[Helm] Enable custom metrics, mount ConfigMap by default #351

chipzoller · 2024-07-02T22:47:26Z

Closes #170

This PR allows users to define their own custom metrics CSV in the Helm chart and mounts and consumes the ConfigMap (which was previously deployed but unused) by default. It incorporates changes originally made in PR #350.

After this PR, users may define custom metrics in the values file as the following:

customMetrics: |-
  # My custom metrics list
  DCGM_FI_PROF_SM_ACTIVE,          gauge, The ratio of cycles an SM has at least 1 warp assigned.
  DCGM_FI_PROF_SM_OCCUPANCY,       gauge, The ratio of number of warps resident on an SM.

This customMetrics value is commented out by default to allow for backwards compatibility.

Signed-off-by: Chip Zoller <chipzoller@gmail.com>

chipzoller · 2024-07-02T22:49:39Z

cc @nvvfedorov and @glowkey for your suggestions/input.

chipzoller · 2024-07-11T12:47:01Z

Any thoughts on this?

chipzoller · 2024-07-22T13:43:59Z

Checking back up on this one as well. Any feedback or suggestions?

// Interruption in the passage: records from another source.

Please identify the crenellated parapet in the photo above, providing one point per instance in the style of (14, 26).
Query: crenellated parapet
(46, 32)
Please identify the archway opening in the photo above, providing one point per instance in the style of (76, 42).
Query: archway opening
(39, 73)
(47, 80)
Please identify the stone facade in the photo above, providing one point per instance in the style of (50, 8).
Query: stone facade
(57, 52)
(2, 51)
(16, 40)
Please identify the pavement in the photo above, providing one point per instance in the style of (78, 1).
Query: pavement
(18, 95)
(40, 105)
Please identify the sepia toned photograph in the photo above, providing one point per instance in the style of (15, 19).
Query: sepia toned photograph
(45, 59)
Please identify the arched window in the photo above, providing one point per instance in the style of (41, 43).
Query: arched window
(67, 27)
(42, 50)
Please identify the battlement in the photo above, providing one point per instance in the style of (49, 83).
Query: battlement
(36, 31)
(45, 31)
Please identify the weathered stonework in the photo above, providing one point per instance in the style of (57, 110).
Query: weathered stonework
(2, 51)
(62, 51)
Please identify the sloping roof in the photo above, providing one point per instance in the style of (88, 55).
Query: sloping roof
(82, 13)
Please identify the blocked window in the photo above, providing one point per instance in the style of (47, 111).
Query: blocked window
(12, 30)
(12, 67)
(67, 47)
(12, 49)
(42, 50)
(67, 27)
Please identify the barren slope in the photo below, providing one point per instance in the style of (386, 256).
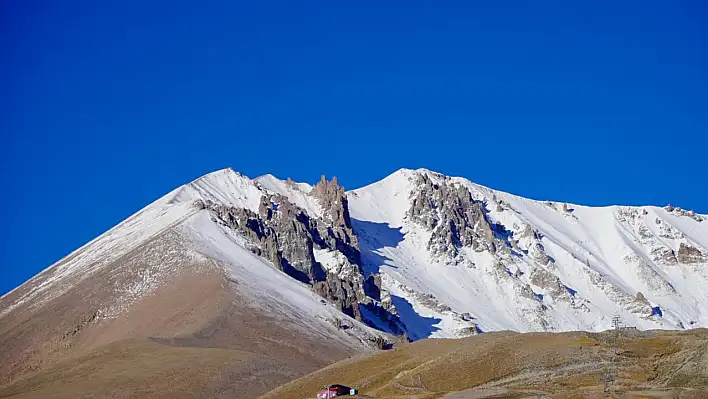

nvvfedorov · 2024-07-22T15:29:50Z

@chipzoller, Why is this solution better than the existing one, where you can define metrics in a config map? See: https://github.com/NVIDIA/dcgms-exporter/blob/main/deployment/templates/metrics-configmap.yaml

chipzoller · 2024-07-22T15:34:25Z

The current solution requires users modify the ConfigMap AFTER it has been deployed whereas this solution allows them to define their customized list of metrics up front, at installation time.

frittentheke · 2024-07-23T08:21:37Z

I was just about to raise a new feature request to include certain metrics per default, namely DCGM_FI_DEV_FB_TOTAL, DCGM_FI_DEV_FB_RESERVED, DCGM_FI_DEV_FB_USED_PERCENT.
While I still believe the defaults provided should absolutely be sensible and the 90% coverage of what people usually would want from their metrics, opening up and and using the Helm chart values.yaml to allow configuration of the metrics is the right way forward.

The list of metrics apparently is config and that should be something dynamic / configurable, not some baked in static file that can opportunistically be overwritten / edited via and out of band (non-Helm) config map edit. Everything than can sensibly be changed and configured should be made available solely via the configuration mechanism embraced by Helm: the values ™️

glowkey · 2024-07-25T21:01:51Z

I am inclined towards integrating this PR over #350. This PR seems to allow for the greatest flexibility going forward while not changing the default behavior.

chipzoller · 2024-07-25T21:42:04Z

Would certainly respect whatever decision is made, but I still question the validity of needlessly creating resources but not using them. #350 is fully backwards compatible from a user perspective and obviates the need for them to manually define additional values to make use of the resources already present.

glowkey · 2024-07-26T14:22:29Z

I liked the ability to create and deploy a custom list of metrics all at once and from within a single values file. How would you envision users doing that with #350?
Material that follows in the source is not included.